Of course, I’m really talking to myself because, macroscopically, my cohort is comparatively miniscule.


Happy Halloween!

#43 Bailing in B.C. on 11.01.08 at 5:58 am

# 42 Another Albertan

I feel your pain. Sort of… Born 1971. Not really seeing how we are disadvantaged, but looking for an excuse

#44 Another Albertan on 11.01.08 at 2:29 pm


We are clearly not disadvantaged. My comment was principally tongue-in-cheek.

I re-read Bust, Bust and Echo a couple of years ago but consciously used the perspective of a 30-something.
When you have a cohort like the Boomers and their offspring (a group roughly ~75% the size), it is easy to be “forgotten”. As my mom refers to it, “it is like being a middle child” (she is a middle child herself).

Because we are a much smaller demographic, there is much less incentive to court us as a whole. At the same time, opportunities are rife for catering to those both older and younger than us.

Having discussed the “issue” at length with others, finally one HR consultant I know chimed in with an interesting piece of demography:

“Many companies in Canada have a hidden resource problem. HR spends inordinate amounts of time catering to Boomers and their wants and needs, in addition to trying to figure out how to ‘talk’ to the 20-somethings. In the meantime, the sweet spot of the employee base is the 30-something. They have a fair amount of experience, are still relatively cheap on the payroll, and are in line to be the next group of managers and executives. People with 7 to 15 years professional experience are the hardest to locate and recruit, if only because there aren’t a lot of them, period. So there is a visible age gap in many organizations, but few do anything about it because it isn’t even recognized.”

I’ve talked with a couple of retired executives in their late 60’s to early 70’s.

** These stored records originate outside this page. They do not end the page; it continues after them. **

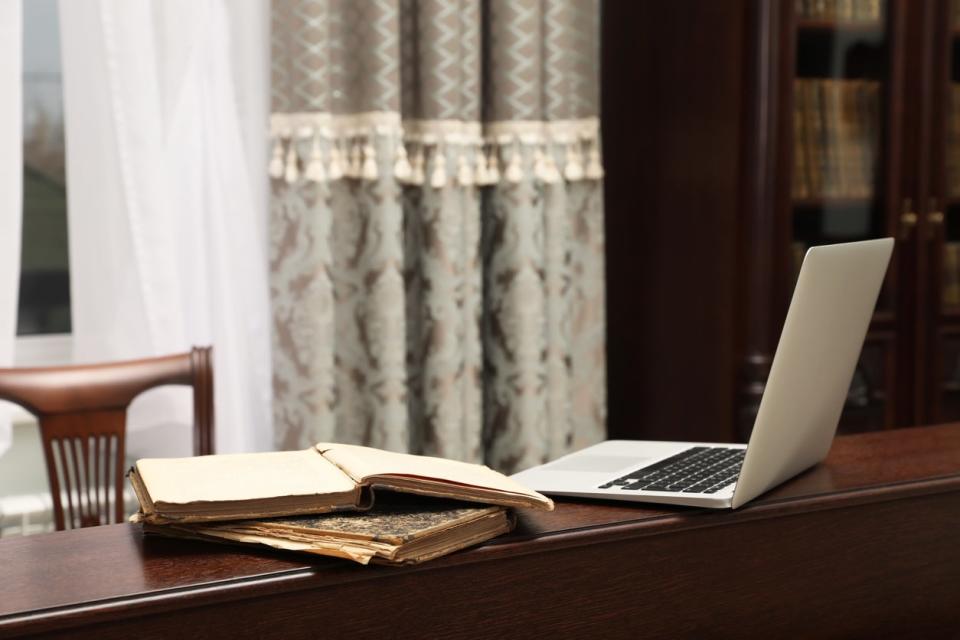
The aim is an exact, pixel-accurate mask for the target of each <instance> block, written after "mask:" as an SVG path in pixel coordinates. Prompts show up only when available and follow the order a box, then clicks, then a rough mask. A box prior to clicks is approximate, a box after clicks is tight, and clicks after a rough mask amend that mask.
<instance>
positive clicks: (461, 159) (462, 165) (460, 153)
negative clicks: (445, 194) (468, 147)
mask: <svg viewBox="0 0 960 640" xmlns="http://www.w3.org/2000/svg"><path fill="white" fill-rule="evenodd" d="M457 182H458V183H459V184H460V186H461V187H470V186H473V184H474V176H473V170H472V169H471V168H470V162H469V160H467V152H466V150H463V151H461V152H460V157H459V158H458V159H457Z"/></svg>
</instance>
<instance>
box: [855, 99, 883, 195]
mask: <svg viewBox="0 0 960 640" xmlns="http://www.w3.org/2000/svg"><path fill="white" fill-rule="evenodd" d="M879 87H880V85H879V83H877V82H863V83H862V84H861V85H860V87H859V90H858V92H857V93H858V97H859V99H858V103H859V104H858V107H859V113H860V115H859V118H860V120H861V121H862V122H863V125H864V133H863V145H862V153H861V158H862V168H863V172H864V182H865V184H866V190H867V195H871V194H872V193H873V190H874V185H875V184H876V170H877V160H878V158H877V150H878V149H879V138H880V129H879Z"/></svg>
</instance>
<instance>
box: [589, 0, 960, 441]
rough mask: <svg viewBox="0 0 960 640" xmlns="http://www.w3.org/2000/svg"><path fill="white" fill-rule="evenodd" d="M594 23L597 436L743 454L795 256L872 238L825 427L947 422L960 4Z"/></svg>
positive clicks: (730, 9) (655, 5) (956, 185)
mask: <svg viewBox="0 0 960 640" xmlns="http://www.w3.org/2000/svg"><path fill="white" fill-rule="evenodd" d="M621 5H630V6H621ZM633 5H643V6H633ZM604 11H605V13H604V27H603V29H604V39H605V40H604V55H603V64H602V72H603V84H602V87H603V92H604V96H603V108H604V113H603V127H604V136H605V138H604V148H605V155H606V158H605V165H606V169H607V177H606V181H607V186H606V202H607V222H606V224H607V242H608V294H607V295H608V300H609V302H608V314H607V317H608V375H609V382H608V387H609V406H610V409H609V411H610V425H611V429H610V430H611V434H612V435H614V436H622V437H677V436H684V437H686V436H690V437H695V438H700V439H704V440H724V439H725V440H743V439H744V438H746V437H747V436H748V435H749V431H750V427H751V425H752V421H753V418H754V415H755V412H756V409H757V406H758V402H759V399H760V397H761V395H762V392H763V387H764V382H765V380H766V376H767V373H768V371H769V366H770V364H771V361H772V357H773V352H774V350H775V348H776V344H777V340H778V338H779V333H780V328H781V326H782V323H783V318H784V317H785V315H786V310H787V306H788V304H789V300H790V295H791V293H792V290H793V286H794V282H795V279H796V274H797V272H798V269H799V266H800V264H801V261H802V256H803V253H804V251H805V250H806V248H807V247H809V246H811V245H815V244H827V243H832V242H844V241H853V240H861V239H869V238H877V237H884V236H892V237H895V238H896V239H897V247H896V250H895V252H894V258H893V261H892V263H891V266H890V270H889V273H888V276H887V279H886V281H885V283H884V287H883V290H882V292H881V296H880V301H879V303H878V307H877V311H876V313H875V315H874V318H873V321H872V323H871V326H870V330H869V332H868V335H867V339H866V343H865V345H864V349H863V353H862V356H861V359H860V362H859V364H858V366H857V370H856V373H855V375H854V379H853V382H852V384H851V388H850V392H849V395H848V401H847V405H846V407H845V410H844V413H843V416H842V418H841V431H842V432H856V431H871V430H880V429H889V428H894V427H899V426H907V425H915V424H932V423H937V422H945V421H951V420H960V2H956V1H954V0H729V1H727V2H723V3H715V2H711V0H677V1H676V2H666V1H664V2H649V3H607V4H605V5H604ZM626 61H629V64H627V63H626ZM638 194H639V197H638ZM641 274H656V275H655V277H654V278H653V279H650V278H647V277H644V276H643V275H641ZM648 280H649V281H648ZM625 299H628V300H625ZM710 305H721V308H719V309H715V308H713V307H712V306H710ZM664 315H665V316H666V318H665V317H664ZM651 362H653V363H654V373H650V374H640V373H638V371H639V370H641V369H643V368H645V367H650V363H651ZM678 387H679V389H680V390H679V391H678V390H677V388H678ZM648 388H649V390H648ZM677 406H679V407H681V408H671V407H677ZM717 416H721V419H718V418H717ZM678 421H679V422H682V423H694V424H696V425H698V426H696V427H685V428H684V429H685V430H683V431H681V432H680V433H678V432H677V431H676V430H675V428H673V427H671V426H669V425H671V424H674V423H676V422H678ZM624 425H627V426H624ZM678 439H679V438H678Z"/></svg>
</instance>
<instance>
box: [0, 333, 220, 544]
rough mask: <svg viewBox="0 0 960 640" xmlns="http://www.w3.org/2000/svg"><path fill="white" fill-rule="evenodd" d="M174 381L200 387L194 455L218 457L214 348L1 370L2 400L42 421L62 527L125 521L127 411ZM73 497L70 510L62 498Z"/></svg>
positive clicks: (48, 467) (195, 420)
mask: <svg viewBox="0 0 960 640" xmlns="http://www.w3.org/2000/svg"><path fill="white" fill-rule="evenodd" d="M168 384H184V385H190V386H192V387H193V419H194V440H193V449H194V453H195V455H204V454H209V453H213V358H212V353H211V347H194V348H193V350H191V351H190V353H183V354H179V355H173V356H164V357H160V358H147V359H143V360H132V361H128V362H115V363H105V364H94V365H80V366H67V367H46V368H37V369H0V399H3V400H9V401H11V402H14V403H16V404H19V405H21V406H22V407H24V408H25V409H27V410H28V411H30V412H31V413H33V414H34V415H36V416H37V419H38V420H39V422H40V433H41V436H42V438H43V452H44V457H45V458H46V462H47V475H48V477H49V480H50V490H51V492H52V493H53V513H54V518H55V520H56V526H57V529H58V530H62V529H66V528H76V527H89V526H97V525H100V524H108V523H109V522H110V521H111V518H110V516H111V513H112V515H113V519H112V521H113V522H121V521H122V520H123V517H124V514H123V488H124V485H125V481H124V471H125V470H124V452H125V442H124V435H125V432H126V422H127V420H126V417H127V407H128V406H129V405H130V402H131V401H132V400H133V399H134V398H135V397H136V396H137V395H139V394H140V393H142V392H143V391H146V390H147V389H151V388H153V387H158V386H161V385H168ZM63 495H66V499H67V510H66V512H65V511H64V505H63V500H62V496H63Z"/></svg>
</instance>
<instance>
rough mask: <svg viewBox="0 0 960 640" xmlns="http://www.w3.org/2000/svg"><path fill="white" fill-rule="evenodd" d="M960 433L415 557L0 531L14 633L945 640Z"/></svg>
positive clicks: (4, 611) (956, 506)
mask: <svg viewBox="0 0 960 640" xmlns="http://www.w3.org/2000/svg"><path fill="white" fill-rule="evenodd" d="M958 525H960V425H950V426H937V427H924V428H917V429H909V430H896V431H888V432H882V433H871V434H863V435H856V436H844V437H840V438H838V439H837V440H836V443H835V445H834V448H833V449H832V451H831V453H830V456H829V458H828V460H827V461H826V462H825V463H824V464H821V465H819V466H817V467H815V468H814V469H812V470H810V471H808V472H806V473H804V474H802V475H801V476H799V477H797V478H796V479H794V480H792V481H790V482H789V483H787V484H785V485H782V486H781V487H779V488H777V489H775V490H774V491H772V492H770V493H768V494H766V495H764V496H762V497H761V498H760V499H758V500H756V501H755V502H753V503H751V504H749V505H748V506H746V507H744V508H742V509H740V510H738V511H726V510H725V511H706V510H700V509H683V508H650V507H645V506H639V505H637V506H634V505H630V504H626V503H613V502H599V501H594V502H588V501H574V500H562V501H559V502H558V505H557V509H556V511H554V512H551V513H541V512H533V511H523V512H521V513H520V518H519V525H518V528H517V530H516V531H515V532H514V533H512V534H510V535H508V536H504V537H501V538H498V539H496V540H494V541H492V542H490V543H488V544H486V545H483V546H481V547H478V548H475V549H472V550H468V551H465V552H461V553H456V554H453V555H451V556H448V557H446V558H441V559H439V560H436V561H433V562H429V563H427V564H424V565H421V566H418V567H411V568H401V569H396V568H388V567H360V566H356V565H353V564H350V563H347V562H345V561H336V560H331V559H316V560H313V559H310V558H305V557H303V556H298V555H293V554H282V553H274V552H269V551H253V550H249V549H246V548H239V547H238V548H231V547H226V546H220V545H215V544H205V543H200V542H187V541H178V540H167V539H155V538H146V539H144V537H143V535H142V533H141V531H140V530H139V528H138V527H136V526H132V525H113V526H107V527H98V528H92V529H83V530H75V531H68V532H60V533H54V534H47V535H40V536H34V537H27V538H21V539H12V540H4V541H0V567H2V574H3V580H0V636H12V635H27V634H41V633H52V634H57V633H59V634H62V635H69V636H70V637H100V638H107V637H131V636H134V635H136V636H138V637H162V636H164V635H168V636H169V635H175V636H178V637H180V636H189V635H203V636H209V635H211V634H215V633H221V634H224V635H231V636H232V637H267V636H276V637H317V636H319V635H324V636H326V637H348V636H349V637H478V636H486V637H495V636H507V637H516V636H519V635H524V636H530V637H545V636H547V635H548V634H557V635H558V636H559V637H570V636H578V635H585V634H588V633H589V634H594V635H593V637H641V636H644V635H646V636H650V637H656V636H677V635H687V636H698V637H704V636H706V637H748V636H749V637H756V636H761V635H766V636H767V637H774V636H777V637H782V636H784V635H788V636H806V637H811V636H813V635H818V636H822V635H830V636H852V635H859V636H870V637H879V636H883V635H890V636H897V635H903V634H904V633H910V634H913V635H917V634H919V635H926V636H931V635H934V636H937V635H939V636H944V635H946V636H949V635H950V634H951V633H954V634H955V633H956V630H957V629H960V590H958V589H957V587H956V585H957V584H960V545H957V544H956V543H955V538H956V531H957V527H958Z"/></svg>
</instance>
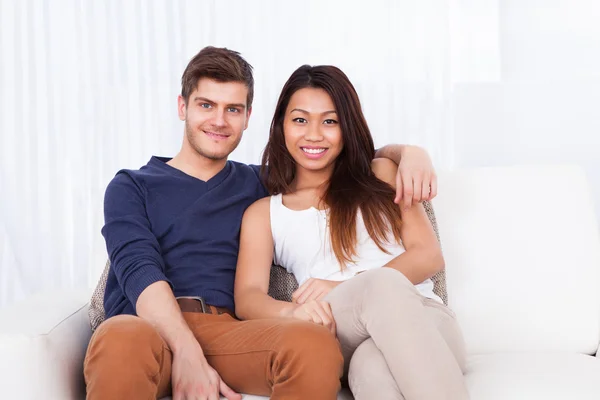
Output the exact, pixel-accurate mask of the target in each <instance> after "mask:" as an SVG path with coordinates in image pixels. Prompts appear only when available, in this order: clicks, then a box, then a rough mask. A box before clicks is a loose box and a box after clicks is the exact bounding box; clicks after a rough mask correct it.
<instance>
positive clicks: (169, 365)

Generally-speaking, they feel that today’s 30-somethings are “them” but half a lifetime ago. Most admit that the growth of their companies (mostly private; sold in the last 5 years after ~30 yrs in business) had some degree of “catering to the Boomers and their sheer economic force”. Their advice was to mimic those same decisions but to target the Echo.

But like I said, I’m extremely bullish on “our” long-term prospects. I am fortunate enough to work with a number of others like “us” and literally every day we ferret out new innovative-yet-pragmatic opportunities. I firmly believe that this is partially due to the fact that we are not firmly ensconced in the cohorts to our left and to our right.

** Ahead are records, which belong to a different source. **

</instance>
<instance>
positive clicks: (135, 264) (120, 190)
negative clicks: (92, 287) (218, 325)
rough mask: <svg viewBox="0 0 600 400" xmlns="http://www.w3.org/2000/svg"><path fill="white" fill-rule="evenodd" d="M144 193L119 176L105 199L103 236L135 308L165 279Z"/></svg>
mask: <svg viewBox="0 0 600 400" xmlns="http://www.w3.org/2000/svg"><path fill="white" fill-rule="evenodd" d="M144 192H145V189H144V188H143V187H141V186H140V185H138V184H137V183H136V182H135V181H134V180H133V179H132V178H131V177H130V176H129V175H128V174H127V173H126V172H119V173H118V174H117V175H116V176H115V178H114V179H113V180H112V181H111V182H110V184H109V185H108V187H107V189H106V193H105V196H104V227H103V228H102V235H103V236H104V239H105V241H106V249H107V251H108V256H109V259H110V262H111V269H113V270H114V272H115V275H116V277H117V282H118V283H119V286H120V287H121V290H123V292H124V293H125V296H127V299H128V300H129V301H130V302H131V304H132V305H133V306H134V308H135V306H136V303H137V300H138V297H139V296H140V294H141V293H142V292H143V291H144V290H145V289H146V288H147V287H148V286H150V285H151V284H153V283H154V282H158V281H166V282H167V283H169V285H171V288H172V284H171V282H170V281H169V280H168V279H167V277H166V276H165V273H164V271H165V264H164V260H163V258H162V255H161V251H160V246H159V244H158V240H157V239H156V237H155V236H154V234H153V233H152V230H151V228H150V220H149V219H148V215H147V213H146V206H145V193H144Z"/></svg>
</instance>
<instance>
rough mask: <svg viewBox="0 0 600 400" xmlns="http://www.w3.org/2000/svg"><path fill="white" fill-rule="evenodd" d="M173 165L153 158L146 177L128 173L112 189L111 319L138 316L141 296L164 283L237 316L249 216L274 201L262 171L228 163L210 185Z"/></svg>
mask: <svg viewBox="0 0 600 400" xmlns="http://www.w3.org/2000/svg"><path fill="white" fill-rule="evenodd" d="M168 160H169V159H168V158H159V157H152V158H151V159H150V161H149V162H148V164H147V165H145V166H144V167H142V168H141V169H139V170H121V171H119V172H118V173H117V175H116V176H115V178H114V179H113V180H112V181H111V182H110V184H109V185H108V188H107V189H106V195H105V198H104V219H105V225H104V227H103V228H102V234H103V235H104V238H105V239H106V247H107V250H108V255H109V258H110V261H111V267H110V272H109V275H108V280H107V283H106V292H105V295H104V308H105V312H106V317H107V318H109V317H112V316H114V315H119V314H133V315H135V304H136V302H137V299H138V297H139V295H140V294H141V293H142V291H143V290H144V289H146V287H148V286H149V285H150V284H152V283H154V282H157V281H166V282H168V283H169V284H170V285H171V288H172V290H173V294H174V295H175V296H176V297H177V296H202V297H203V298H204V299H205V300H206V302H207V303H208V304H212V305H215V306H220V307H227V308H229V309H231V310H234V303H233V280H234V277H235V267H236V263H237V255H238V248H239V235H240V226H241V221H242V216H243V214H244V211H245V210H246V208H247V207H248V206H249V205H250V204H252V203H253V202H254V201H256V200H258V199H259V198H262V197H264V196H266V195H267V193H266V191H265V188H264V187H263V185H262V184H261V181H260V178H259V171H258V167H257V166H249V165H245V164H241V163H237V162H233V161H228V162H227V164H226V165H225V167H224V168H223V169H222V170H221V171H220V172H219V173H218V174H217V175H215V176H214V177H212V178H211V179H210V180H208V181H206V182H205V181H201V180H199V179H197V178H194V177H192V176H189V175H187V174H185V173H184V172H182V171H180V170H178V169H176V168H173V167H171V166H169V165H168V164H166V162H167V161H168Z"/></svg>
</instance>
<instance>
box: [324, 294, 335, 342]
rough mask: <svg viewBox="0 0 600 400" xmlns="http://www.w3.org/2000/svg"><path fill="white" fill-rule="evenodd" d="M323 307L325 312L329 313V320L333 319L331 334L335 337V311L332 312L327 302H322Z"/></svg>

Flying below the radar can be a significant strategic and tactical advantage…

#45 chris on 11.09.08 at 8:26 pm

I posted october sales for toronto. It is ugly. It must be frustrating to write/assess what you see will happen, only to have media/news continue to deny the housing downturn storm coming to Canada.

The simple fact is that jobs safe guard the demand levels for a home. Take away jobs and the demand falls. Supply is already increasing. Note active listings in toronto. Note the massive layoff for the auto industry. What is that? 1 in 7 jobs in Canada? Take Canadian depedency on US economy…and global economy via resources. The numbers support lower home prices a year from now, and years after.

I’ll blog about it too. I’m not afraid to make predictions either and to stick to that call.